The Coldplay thing made me laugh a little bit as I read it in the paper, but the thing that made me laugh the most spittle-slutteringly embarassingly recently was when G played me the unbelivably NSFW Explicit Content Only remix of NWA's Straight Outta Compton, where some clever bugger has gone through and in the opposite to a radio-friendly edit where one edits out all the profanities, this guy has edited out everything but the profanities, which goes to show how much swearing there is on the one-time controversial album. It works surprisingly well. If you're as puerile as me and believe that swearing is big and clever, you can click here to go to the homepage.
In more public spririted enterprise, I hereby announce, simply because the BBC haven't done, that the second series of the inestimably fine Fifteen Storeys High is being reshown on BBC3. I'd advise you to catch it at the brainscramblingly infuriating time of 2.35am on Sunday morning, mainly because that's the time they're showing it. Actually, I'm going to change my advice and tell you to set your videos to do it, because that's a stupid time to put something on, isn't it?

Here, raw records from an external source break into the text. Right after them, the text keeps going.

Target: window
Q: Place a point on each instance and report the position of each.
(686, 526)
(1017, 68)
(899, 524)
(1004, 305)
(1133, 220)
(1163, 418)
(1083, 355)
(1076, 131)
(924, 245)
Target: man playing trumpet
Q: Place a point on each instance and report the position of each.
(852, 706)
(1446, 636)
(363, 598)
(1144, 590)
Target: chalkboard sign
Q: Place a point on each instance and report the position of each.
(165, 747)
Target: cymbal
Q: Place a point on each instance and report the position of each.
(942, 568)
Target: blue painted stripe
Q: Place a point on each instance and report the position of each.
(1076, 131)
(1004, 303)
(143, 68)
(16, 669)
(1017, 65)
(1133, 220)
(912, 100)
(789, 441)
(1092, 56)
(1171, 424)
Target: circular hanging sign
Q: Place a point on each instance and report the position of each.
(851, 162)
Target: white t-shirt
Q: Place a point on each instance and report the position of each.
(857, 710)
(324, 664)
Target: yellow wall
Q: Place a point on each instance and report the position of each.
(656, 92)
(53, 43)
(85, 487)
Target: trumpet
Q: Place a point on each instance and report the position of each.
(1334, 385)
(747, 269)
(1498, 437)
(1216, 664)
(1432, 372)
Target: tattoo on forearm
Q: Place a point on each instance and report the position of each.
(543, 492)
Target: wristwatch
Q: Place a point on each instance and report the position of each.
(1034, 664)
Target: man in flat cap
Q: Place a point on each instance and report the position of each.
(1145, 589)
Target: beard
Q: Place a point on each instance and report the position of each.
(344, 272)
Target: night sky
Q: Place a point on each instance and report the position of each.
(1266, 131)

I seem to remember they didn't do a brilliant job of promoting it the first time round either, which is the eternal complaint levelled at the BBC's scheduling of comedy programmes (cf The Great Seinfeld Scandal), but if you're just really confused about what I'm talking about (and it's unlikely to be the first time, is it?), then I've ranted about how great it was before. Needless to say, it's one of the funniest things to have been hidden away on digital-only channels at Jesus-Christ-what-time-is-it hours in recent years.